女嫌いと男性恐怖症
落ち着いてきた遥に、晶は優しく諭すように口を開く。
「昼飯を食べずに、寝ちまっただろ? 何か食べた方がいい」
返事の代わりに、腕をもう一度つかみ直した手は、離したくない気持ちが表れているようだった。
フッと笑うと意地悪く、でも甘やかすような声色で言う。
「食わないとチビのまんまだぞ。大丈夫だ。好物を作ってやる。何かリクエストはないのか?」
頑なに手を離さずに首を振る遥に、ふぅと息をついた。
「あんまりにも、気持ち良さそうに寝てるからなぁ。

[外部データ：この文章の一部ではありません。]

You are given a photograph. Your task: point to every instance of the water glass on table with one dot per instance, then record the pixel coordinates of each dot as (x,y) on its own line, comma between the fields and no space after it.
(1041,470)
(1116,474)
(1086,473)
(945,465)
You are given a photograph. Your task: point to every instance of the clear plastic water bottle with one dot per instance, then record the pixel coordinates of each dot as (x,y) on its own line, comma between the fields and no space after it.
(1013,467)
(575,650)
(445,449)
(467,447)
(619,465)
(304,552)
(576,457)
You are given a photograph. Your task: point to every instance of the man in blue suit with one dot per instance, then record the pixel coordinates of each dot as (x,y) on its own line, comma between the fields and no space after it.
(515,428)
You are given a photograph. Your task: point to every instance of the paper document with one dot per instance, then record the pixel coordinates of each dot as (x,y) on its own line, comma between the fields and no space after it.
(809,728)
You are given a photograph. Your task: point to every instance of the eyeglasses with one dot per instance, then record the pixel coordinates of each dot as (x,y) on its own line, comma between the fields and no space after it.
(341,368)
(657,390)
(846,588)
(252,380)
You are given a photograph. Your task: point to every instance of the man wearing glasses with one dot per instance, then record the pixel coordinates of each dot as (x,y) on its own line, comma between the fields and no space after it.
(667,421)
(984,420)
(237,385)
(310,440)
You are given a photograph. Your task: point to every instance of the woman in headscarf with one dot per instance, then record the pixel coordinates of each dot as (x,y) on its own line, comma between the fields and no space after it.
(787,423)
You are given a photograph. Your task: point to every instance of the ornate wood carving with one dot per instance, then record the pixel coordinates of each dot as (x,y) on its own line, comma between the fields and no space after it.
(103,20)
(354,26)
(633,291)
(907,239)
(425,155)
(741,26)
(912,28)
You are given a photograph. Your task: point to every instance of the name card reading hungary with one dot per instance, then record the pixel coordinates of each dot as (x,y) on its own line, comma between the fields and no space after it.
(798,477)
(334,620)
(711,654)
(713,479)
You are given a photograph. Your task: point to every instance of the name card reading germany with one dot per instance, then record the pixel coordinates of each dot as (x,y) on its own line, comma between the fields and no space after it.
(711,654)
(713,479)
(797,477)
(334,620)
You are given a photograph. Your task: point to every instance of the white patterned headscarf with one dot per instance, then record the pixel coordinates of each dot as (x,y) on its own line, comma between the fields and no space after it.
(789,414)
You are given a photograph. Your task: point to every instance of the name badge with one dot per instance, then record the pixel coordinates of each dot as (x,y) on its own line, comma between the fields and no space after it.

それを起こせない、俺にも責任があるか」
髪をかき上げて頭をかく間近の晶は、キラキラと星が飛んでいるのかと思えるほどだった。
「きれい」
「あ?」
つい口から出た言葉は、晶を不機嫌にさせた。
グッと黙ってしまった遥に、晶はプッと吹き出す。
「もういいぞ。ハルは気づいてないと思ってるだろうが、今までも言いたそうにしてるのが顔にもろ出てたぞ。言わなくても、言ってるようなもんだ。いい加減、慣れるわ」
苦笑する晶の顔は、優しかった。